How do I calculate $2^\pi$?

Question

We are taught that $$2^3 = 8$$ Because $$ 2\times2\times2 = 8$$ However, how would we calculate something like: $$2^\pi = \space?$$

Answer 1

Hint: use that $$2^\pi=e^{\pi\ln(2)}$$

Answer 2

There is a sequence of rational numbers $a_1,a_2,...$ that converge to $\pi$. Then $$ \displaystyle 2^{\pi} = 2^{\lim_{n\to \infty} a_n}$$

and you know how to calculate $2^{\rm rational\;number}$

Answer 3

Irrational exponents can be expressed as finding increasingly accurate rational approximations of the exponent.

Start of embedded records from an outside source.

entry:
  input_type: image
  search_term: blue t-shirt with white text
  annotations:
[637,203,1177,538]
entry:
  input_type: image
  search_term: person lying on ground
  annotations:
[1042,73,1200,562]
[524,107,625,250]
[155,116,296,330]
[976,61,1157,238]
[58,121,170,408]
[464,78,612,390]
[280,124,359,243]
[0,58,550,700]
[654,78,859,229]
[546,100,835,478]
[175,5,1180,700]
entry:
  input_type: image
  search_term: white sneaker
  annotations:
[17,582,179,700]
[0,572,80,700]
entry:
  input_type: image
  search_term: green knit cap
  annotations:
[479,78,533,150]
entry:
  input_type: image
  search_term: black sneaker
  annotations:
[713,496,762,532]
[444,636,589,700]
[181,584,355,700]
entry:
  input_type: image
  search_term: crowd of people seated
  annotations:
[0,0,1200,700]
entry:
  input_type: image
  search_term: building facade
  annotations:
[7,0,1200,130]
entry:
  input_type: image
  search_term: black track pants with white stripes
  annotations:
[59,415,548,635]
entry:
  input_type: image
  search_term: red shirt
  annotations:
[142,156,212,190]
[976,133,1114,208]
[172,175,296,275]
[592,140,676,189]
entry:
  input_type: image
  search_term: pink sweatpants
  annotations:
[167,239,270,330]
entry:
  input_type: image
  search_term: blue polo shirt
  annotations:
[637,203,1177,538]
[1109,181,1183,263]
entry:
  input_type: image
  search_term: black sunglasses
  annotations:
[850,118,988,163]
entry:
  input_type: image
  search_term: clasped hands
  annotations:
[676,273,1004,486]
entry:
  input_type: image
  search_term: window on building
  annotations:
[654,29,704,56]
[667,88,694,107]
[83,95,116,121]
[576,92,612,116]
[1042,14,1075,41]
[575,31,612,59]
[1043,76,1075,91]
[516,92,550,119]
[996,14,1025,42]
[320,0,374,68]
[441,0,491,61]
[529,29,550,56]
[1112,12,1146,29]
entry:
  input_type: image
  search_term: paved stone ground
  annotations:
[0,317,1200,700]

For our purposes, we shall use estimates derived from the continued fraction of $\pi$: $$3, \frac{22}{7}, \frac{333}{106}, \frac{355}{113}, \frac{103993}{33102}, \frac{104348}{33215}, \dots$$ This gives the estimates $$2^3 = 8$$ $$2^{22/7} = \sqrt[7]{2^{22}} = 8.832716109\dots$$ $$2^{333/106} = \sqrt[106]{2^{333}} = 8.824468786\dots$$ $$2^{355/113} = \sqrt[113]{2^{355}} = 8.824979458\dots$$ $$2^{103993/33102} = \sqrt[33102]{2^{103993}} = 8.824977823\dots$$ $$2^{104348/33215} = \sqrt[33215]{2^{104348}} = 8.824977829\dots$$ $$\vdots$$ $$2^\pi = 8.824977827\dots$$ Alternatively, in the case that we do not have a continued fraction, we could instead just use an increasing number of digits of $\pi$ to approximate this: $$3, \frac{31}{10}, \frac{314}{100}, \frac{3141}{1000}, \frac{31415}{10000}, \frac{314159}{100000}, \dots$$ This does converges at a slower rate, but still gives the same value. $$2^3 = 8$$ $$2^{31/10} = \sqrt[10]{2^{31}} = 8.574187700\dots$$ $$2^{314/100} = \sqrt[100]{2^{314}} = 8.815240927\dots$$ $$2^{3141/1000} = \sqrt[1000]{2^{3141}} = 8.821353304\dots$$ $$2^{31415/10000} = \sqrt[10000]{2^{31415}} = 8.8244110824\dots$$ $$2^{314159/100000} = \sqrt[100000]{2^{314159}} = 8.824961595\dots$$ $$\vdots$$ $$2^\pi = 8.824977827\dots$$

Answer 4

Knowing the value of $\pi$, then $$2^\pi=2^3 \times 2^{\pi-3}=8\times 2^{\pi-3}=8\times e^{(\pi-3)\log(2)}$$ Now, using $$e^x=\sum_{n=0}^\infty \frac{x^n}{n!}$$ with $x=(\pi-3)\log(2)$ would converge quite fast. Adding terms up to $n=p$,we should get $$\left( \begin{array}{cc} p & \text{value} \\ 0 & 8.00000000000000 \\ 1 & 8.78515638899013 \\ 2 & 8.82368579868838 \\ 3 & 8.82494628252957 \\ 4 & 8.82497720993398 \\ 5 & 8.82497781700521 \\ 6 & 8.82497782693533 \\ 7 & 8.82497782707456 \\ 8 & 8.82497782707627 \\ 9 & 8.82497782707629 \end{array} \right)$$ which is the correct value for fifteen significant figures.